In collaborazione con l’autrice che ringrazio per la copia concessa
Buongiorno Peccatrici,
sono stata convocata al dipartimento di polizia di NY, Sezione Crimini Seriali, dal detective Michael Dicker, una vecchia conoscenza (del volume precedente). Ah, vedo che con lui c’è anche Samantha Dambas, ex profiler dell’FBI che si è unita alla squadra. Mi informano che abbiamo a che fare con “(UN)KNOWN – UNABOMBER” e che dietro tutto questo c’è la regia di Jennifer P. con la complicità di Land Editore.
Saluto gli altri membri che collaborano alle indagini, alcuni già li conosco e ci basta una stretta di mano e pochi convenevoli: leggo subito il fascicolo e capisco al volo che è un caso che scotta, anzi, esplode. Letteralmente. Un mitomane? Un pazzo isolato? Un atto terroristico? Mmmh.. Abbiamo pochi indizi e tracce enigmatiche da seguire: il nostro offender non è un dilettante e non certo l’ultimo della fila. Una mente contorta, ma sofisticata che si muove nell’ombra creando ordigni complicati sulle cui macerie restano solo cadaveri e parecchia polvere. Ed è proprio tra quelle cortine di fumo che lascia volutamente la sua indecifrabile firma.
Brancoliamo nel buio perché non abbiamo piste da cui partire, non sappiamo chi, come e, soprattutto, perché sta seminando il panico nella Grande Mela e sta alzando la posta. Qual è il suo obiettivo? Chi sono i suoi bersagli? Anche quelli dell’FBI stanno investigando e averceli tra i piedi – per una volta – può tornarci utile.

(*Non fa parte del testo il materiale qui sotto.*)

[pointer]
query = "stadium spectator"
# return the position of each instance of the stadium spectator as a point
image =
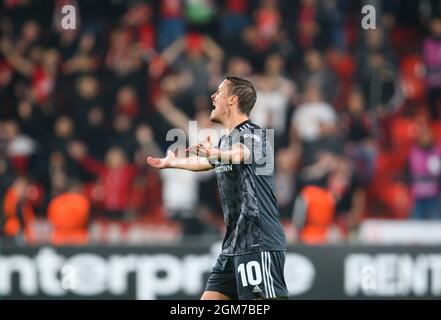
(68, 214)
(18, 212)
(274, 94)
(311, 114)
(313, 214)
(432, 60)
(115, 177)
(425, 173)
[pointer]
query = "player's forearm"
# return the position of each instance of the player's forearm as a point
(234, 155)
(191, 163)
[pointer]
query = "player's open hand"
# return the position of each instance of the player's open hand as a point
(162, 163)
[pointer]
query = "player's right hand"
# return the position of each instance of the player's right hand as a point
(162, 163)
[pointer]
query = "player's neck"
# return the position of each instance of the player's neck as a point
(234, 122)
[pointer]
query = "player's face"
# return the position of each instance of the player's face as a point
(220, 103)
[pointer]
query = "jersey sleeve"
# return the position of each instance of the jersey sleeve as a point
(259, 145)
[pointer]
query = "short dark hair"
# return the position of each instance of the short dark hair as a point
(245, 92)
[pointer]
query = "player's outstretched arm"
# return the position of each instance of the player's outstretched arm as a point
(236, 154)
(188, 163)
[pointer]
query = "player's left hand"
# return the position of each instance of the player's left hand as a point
(205, 149)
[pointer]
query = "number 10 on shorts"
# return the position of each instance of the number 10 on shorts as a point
(250, 273)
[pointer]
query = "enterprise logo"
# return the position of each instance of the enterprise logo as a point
(224, 168)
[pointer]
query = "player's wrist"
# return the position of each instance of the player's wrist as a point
(214, 154)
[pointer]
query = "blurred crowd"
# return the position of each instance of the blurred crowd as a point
(356, 112)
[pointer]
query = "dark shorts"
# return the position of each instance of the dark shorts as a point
(257, 275)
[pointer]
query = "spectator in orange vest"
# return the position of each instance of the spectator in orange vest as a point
(18, 212)
(68, 214)
(313, 214)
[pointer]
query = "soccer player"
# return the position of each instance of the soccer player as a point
(251, 264)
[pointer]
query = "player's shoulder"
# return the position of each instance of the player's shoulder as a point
(247, 126)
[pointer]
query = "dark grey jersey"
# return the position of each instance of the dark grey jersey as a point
(247, 193)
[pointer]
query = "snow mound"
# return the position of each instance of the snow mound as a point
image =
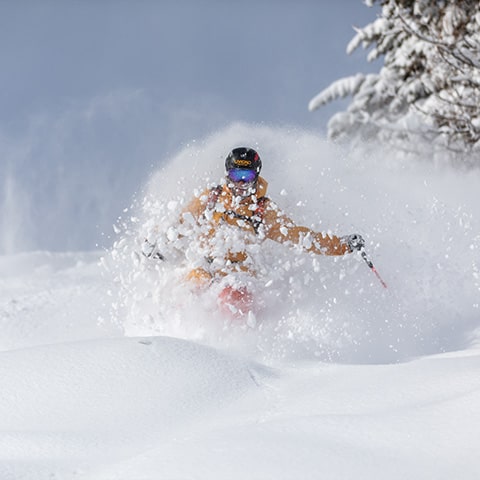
(93, 400)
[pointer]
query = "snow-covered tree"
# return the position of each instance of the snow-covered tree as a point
(429, 85)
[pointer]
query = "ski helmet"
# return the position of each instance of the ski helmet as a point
(244, 158)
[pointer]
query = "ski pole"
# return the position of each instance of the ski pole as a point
(372, 267)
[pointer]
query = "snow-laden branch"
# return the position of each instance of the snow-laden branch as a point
(339, 89)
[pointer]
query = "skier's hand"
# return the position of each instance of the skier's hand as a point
(354, 241)
(150, 250)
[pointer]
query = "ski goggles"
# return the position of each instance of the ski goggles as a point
(242, 175)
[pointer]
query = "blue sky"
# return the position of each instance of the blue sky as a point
(95, 94)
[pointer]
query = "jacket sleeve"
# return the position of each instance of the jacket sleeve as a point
(282, 229)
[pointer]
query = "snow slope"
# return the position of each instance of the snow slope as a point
(340, 379)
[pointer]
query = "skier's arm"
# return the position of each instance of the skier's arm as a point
(282, 229)
(195, 208)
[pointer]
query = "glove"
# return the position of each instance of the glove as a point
(354, 241)
(149, 250)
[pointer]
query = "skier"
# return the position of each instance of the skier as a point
(241, 203)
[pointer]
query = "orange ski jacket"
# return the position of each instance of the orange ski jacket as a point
(260, 216)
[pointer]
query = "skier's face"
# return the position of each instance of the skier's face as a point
(241, 182)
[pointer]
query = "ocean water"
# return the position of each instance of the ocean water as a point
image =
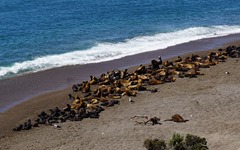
(39, 35)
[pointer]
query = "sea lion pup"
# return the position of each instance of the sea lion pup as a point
(154, 120)
(155, 64)
(70, 97)
(141, 70)
(86, 87)
(93, 80)
(177, 118)
(129, 92)
(155, 82)
(67, 108)
(179, 59)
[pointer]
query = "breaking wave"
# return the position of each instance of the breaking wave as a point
(109, 51)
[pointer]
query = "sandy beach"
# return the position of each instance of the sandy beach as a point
(210, 102)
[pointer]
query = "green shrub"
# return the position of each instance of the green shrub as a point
(177, 142)
(193, 142)
(155, 144)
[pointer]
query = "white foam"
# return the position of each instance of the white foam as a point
(109, 51)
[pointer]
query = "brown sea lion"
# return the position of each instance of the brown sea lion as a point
(177, 118)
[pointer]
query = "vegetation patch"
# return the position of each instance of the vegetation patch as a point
(177, 142)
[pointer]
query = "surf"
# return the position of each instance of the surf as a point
(106, 51)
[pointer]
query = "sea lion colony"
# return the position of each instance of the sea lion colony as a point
(110, 87)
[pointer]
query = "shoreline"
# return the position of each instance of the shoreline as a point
(21, 88)
(210, 102)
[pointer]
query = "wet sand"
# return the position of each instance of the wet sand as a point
(210, 102)
(17, 89)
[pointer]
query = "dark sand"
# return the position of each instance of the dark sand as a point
(210, 102)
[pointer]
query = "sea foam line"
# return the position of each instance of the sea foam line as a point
(109, 51)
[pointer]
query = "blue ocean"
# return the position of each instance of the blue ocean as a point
(40, 35)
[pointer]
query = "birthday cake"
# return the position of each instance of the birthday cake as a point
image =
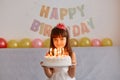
(56, 57)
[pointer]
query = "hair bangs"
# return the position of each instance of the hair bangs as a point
(58, 33)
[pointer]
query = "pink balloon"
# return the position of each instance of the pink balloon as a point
(3, 43)
(37, 43)
(96, 42)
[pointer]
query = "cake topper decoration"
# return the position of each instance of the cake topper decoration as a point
(61, 26)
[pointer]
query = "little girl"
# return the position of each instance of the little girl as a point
(60, 39)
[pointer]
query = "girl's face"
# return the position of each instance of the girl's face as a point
(59, 42)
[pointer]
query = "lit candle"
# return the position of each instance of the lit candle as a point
(50, 51)
(55, 52)
(62, 51)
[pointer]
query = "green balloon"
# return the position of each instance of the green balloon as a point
(12, 44)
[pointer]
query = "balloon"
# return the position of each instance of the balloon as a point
(84, 42)
(3, 43)
(12, 44)
(25, 43)
(74, 43)
(37, 43)
(107, 42)
(46, 43)
(96, 42)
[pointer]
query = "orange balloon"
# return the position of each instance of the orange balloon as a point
(12, 44)
(107, 42)
(46, 43)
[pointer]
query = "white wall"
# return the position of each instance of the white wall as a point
(16, 18)
(92, 63)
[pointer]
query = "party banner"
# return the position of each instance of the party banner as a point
(83, 18)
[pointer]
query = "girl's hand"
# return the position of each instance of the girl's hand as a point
(41, 63)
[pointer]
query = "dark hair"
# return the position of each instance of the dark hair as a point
(57, 32)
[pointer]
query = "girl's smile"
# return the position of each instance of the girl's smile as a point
(59, 42)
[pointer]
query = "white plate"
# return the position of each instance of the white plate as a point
(57, 65)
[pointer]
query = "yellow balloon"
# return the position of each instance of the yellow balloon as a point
(46, 43)
(73, 42)
(107, 42)
(12, 44)
(84, 42)
(25, 43)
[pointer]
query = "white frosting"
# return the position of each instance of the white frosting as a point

Il fiuto di Michael, addestrato dal suo mentore di cui non ha dimenticato gli insegnamenti, la genialità di Samantha nel saper decodificare il modus operandi e i pensieri criptici, uniti alle competenze di ognuno di noi, ci fanno apparire come cani da caccia pronti a stanare Unabomber. Ha i giorni contati.
O forse li abbiamo noi?
Jennifer ritorna al thriller con il secondo volume della serie “(UN)KNOWN” e con “UNABOMBER” conferma i miei sospetti: non sta sperimentando il genere, lo conosce proprio e io mi trovo perfettamente sulla sua traiettoria di tiro. Sceglie di tenere consciamente la parte romance in secondo piano, ma non lascia offuscare i sentimenti che legano Michael e Samantha: la loro natura è fermare il crimine, a cui si sono votati anima e corpo. Pensano, ragionano, agiscono, sono sempre all’erta, ma l’amore chiede sempre il suo spazio. E l’autrice glielo concede pur non addomesticandoli mai, lasciando anche aria a un’umana paura, un punto debole naturale quando si ama davvero.
In apertura di ogni capitolo c’è sempre una citazione tratta dai film che non sono messe a casaccio, ma indirizzano il lettore non verso la soluzione, ma nel calarsi meglio nella giusta atmosfera (e complimenti per le scelte da cineteca!). Il romanzo si edifica innescando bombe – non solo intese come arma contundente – e creando una voragine tra le forze dell’ordine e l’ineffabile attentatore. Da un lato chi deve costruire ogni segmento di un puzzle allucinante, dall’altro chi sfugge ai controlli radar e che pare essere sempre un passo avanti.
Il doppio pov adottato spinge ancora meglio a destreggiarsi tra chi sta inseguendo e chi sta progettando un’altra deflagrazione: Jennifer si è mossa molto bene imprimendo caparbietà e capacità deduttiva al primo e un’energia tensiva e psicologicamente disturbante all’altro. Non era affatto facile rimanere razionali e concentrati; l’errore di scivolare in imitazioni o scimmiottamenti presi dalle serie TV era dietro l’angolo. Lei è andata dritta.
Buona lettura Peccatrici, se mi cercate sono in licenza premio fino al richiamo in Centrale. Alla prossima.